Dlaczego Wojewódzki Szpital Specjalistycznego w Jastrzębiu- Zdroju nie przyjął pacjentki?
W Radiu 90 powracamy do bulwersującej sprawy nie przyjęcia do szpitala z powodu epidemii w Jastrzębiu- Zdroju 61-letniej kobiety. Po ponad miesiącu, 61-latka z Żor zmarła. Sprawę bada NFZ, Ministerstwo Zdrowia oraz Rzecznik Praw Pacjenta.
O sprawie informuje syn kobiety:
Dlaczego Wojewódzki Szpital Specjalistycznego w Jastrzębiu- Zdroju nie przyjął pacjentki ? Otrzymaliśmy odpowiedź od Marceliny Kowalskiej, rzeczniczki lecznicy:
Od początku walki z epidemią lecznica postępuje zgodnie z wytycznymi, wdrażając środki mające na celu ochronę pacjentów szpitala oraz personelu. Wstrzymano przyjęcia planowe, zamknięto poradnie specjalistyczne, wprowadzono zakaz odwiedzin oraz wiele innych obostrzeń. Szpital udzielał pomocy w sytuacjach nagłych, pilnych, ratujących życie. Z uwagi na te oraz inne okoliczności, nie podjęto decyzji o przyjęciu do szpitala.
Zgodnie z obowiązującą procedurą opisane zdarzenie zostało poddane analizie oraz sprawdzone zostały wszystkie okoliczności.
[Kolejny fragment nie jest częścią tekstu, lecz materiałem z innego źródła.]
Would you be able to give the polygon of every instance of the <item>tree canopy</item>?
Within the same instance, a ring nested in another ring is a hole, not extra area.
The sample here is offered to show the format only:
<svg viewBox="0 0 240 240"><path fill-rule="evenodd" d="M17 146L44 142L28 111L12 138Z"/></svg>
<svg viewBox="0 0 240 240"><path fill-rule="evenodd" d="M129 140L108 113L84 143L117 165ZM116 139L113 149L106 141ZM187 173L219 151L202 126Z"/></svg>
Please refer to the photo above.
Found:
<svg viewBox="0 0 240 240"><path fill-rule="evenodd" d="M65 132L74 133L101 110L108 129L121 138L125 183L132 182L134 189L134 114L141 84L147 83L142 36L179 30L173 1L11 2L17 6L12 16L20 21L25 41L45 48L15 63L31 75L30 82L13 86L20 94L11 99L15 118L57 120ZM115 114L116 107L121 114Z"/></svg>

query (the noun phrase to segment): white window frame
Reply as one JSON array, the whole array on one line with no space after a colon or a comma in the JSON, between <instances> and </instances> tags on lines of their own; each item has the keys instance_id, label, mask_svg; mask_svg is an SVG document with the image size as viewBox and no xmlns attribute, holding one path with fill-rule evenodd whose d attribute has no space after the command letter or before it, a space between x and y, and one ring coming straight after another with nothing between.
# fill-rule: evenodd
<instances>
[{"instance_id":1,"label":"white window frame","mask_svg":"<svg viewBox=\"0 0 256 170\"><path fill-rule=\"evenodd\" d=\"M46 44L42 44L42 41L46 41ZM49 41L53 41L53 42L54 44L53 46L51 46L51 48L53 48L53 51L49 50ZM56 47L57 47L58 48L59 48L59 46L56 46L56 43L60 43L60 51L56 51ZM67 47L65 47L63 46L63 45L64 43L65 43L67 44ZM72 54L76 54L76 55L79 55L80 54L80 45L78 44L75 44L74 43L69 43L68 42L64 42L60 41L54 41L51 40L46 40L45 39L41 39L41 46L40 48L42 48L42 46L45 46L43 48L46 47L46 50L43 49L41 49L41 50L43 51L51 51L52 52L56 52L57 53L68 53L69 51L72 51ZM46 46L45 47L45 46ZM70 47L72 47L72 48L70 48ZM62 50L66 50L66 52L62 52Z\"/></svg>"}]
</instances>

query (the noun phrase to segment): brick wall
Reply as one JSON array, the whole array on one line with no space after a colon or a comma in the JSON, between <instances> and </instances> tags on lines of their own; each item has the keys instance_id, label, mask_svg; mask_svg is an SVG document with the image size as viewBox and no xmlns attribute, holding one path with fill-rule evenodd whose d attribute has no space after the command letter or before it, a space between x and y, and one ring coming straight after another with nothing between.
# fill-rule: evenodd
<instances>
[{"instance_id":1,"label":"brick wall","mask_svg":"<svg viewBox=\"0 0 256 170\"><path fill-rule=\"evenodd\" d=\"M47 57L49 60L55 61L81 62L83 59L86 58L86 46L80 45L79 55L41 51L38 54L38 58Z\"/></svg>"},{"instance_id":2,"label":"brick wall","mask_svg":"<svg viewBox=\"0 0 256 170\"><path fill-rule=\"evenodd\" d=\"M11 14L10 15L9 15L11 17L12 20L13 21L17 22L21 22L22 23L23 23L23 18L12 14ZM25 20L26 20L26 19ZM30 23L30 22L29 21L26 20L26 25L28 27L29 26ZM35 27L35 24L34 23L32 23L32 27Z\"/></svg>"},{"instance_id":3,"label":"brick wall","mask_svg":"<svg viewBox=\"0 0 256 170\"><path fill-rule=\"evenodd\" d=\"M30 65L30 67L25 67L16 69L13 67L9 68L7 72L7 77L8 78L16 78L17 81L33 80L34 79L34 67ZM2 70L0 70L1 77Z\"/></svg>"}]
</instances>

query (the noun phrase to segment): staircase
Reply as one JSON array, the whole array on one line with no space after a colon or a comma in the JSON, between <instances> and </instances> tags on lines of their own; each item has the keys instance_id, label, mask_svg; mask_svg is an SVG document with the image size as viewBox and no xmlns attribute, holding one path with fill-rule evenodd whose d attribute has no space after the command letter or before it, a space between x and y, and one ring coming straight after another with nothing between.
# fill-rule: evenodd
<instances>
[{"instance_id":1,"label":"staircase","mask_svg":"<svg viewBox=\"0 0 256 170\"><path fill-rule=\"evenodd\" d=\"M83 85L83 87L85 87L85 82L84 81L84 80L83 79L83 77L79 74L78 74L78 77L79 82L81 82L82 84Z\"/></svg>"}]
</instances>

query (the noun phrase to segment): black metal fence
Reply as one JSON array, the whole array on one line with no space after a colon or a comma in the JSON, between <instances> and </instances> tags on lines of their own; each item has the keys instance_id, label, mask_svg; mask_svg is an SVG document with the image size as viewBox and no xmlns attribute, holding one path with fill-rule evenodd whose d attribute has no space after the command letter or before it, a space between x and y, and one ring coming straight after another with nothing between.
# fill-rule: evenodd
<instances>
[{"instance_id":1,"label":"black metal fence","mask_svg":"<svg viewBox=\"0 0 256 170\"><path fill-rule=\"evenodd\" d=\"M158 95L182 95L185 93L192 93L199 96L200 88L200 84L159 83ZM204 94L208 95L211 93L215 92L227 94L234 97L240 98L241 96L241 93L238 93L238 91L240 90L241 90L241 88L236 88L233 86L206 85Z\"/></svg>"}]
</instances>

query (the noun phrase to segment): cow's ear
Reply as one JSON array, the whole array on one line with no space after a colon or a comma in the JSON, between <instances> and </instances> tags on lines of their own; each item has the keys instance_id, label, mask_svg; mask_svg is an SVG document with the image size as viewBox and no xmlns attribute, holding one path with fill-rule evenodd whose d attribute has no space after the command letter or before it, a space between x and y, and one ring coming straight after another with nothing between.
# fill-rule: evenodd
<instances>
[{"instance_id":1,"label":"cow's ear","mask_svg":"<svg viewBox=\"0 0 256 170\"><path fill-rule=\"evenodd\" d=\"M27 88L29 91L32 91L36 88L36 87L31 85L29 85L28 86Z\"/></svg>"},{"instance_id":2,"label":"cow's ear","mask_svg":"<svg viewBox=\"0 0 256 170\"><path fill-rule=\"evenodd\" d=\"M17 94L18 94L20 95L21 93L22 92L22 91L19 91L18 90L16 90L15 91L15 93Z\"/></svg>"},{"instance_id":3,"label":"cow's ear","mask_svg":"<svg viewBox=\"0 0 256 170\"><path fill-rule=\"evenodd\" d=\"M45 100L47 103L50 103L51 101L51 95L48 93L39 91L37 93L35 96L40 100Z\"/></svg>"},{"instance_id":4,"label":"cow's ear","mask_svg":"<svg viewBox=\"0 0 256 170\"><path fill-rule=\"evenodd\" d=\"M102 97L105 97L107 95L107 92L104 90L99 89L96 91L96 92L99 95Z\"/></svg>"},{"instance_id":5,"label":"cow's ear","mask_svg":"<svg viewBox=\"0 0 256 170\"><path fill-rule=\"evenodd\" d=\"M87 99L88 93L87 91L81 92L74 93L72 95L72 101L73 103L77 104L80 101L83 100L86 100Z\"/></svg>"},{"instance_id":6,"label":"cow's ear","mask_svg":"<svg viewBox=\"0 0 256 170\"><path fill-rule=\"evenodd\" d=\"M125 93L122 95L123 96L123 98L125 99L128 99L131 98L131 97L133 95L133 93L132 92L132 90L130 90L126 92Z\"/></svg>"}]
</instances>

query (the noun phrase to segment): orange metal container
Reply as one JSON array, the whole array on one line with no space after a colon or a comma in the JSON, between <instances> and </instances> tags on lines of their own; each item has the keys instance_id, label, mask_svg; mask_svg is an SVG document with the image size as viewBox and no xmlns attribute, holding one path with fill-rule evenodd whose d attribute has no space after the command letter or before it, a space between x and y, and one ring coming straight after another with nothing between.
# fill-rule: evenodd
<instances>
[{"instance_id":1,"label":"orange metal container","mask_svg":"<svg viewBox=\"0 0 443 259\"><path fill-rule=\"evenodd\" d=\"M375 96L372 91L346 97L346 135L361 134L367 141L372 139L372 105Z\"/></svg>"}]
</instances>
Sprawa została również skierowana do niezależnych instytucji, które ocenią prawidłowość postępowania przy udzielaniu świadczeń w szpitalu.
Rozumiejąc żal i pustkę po stracie bliskiej osoby, składamy wyrazy współczucia oraz zapewniamy, że w razie ujawnienia jakichkolwiek nieprawidłowości natychmiast szpital podejmie działania celem ich eliminacji.
– pisze rzeczniczka szpitala w Jastrzębiu Marcelina Kowalska.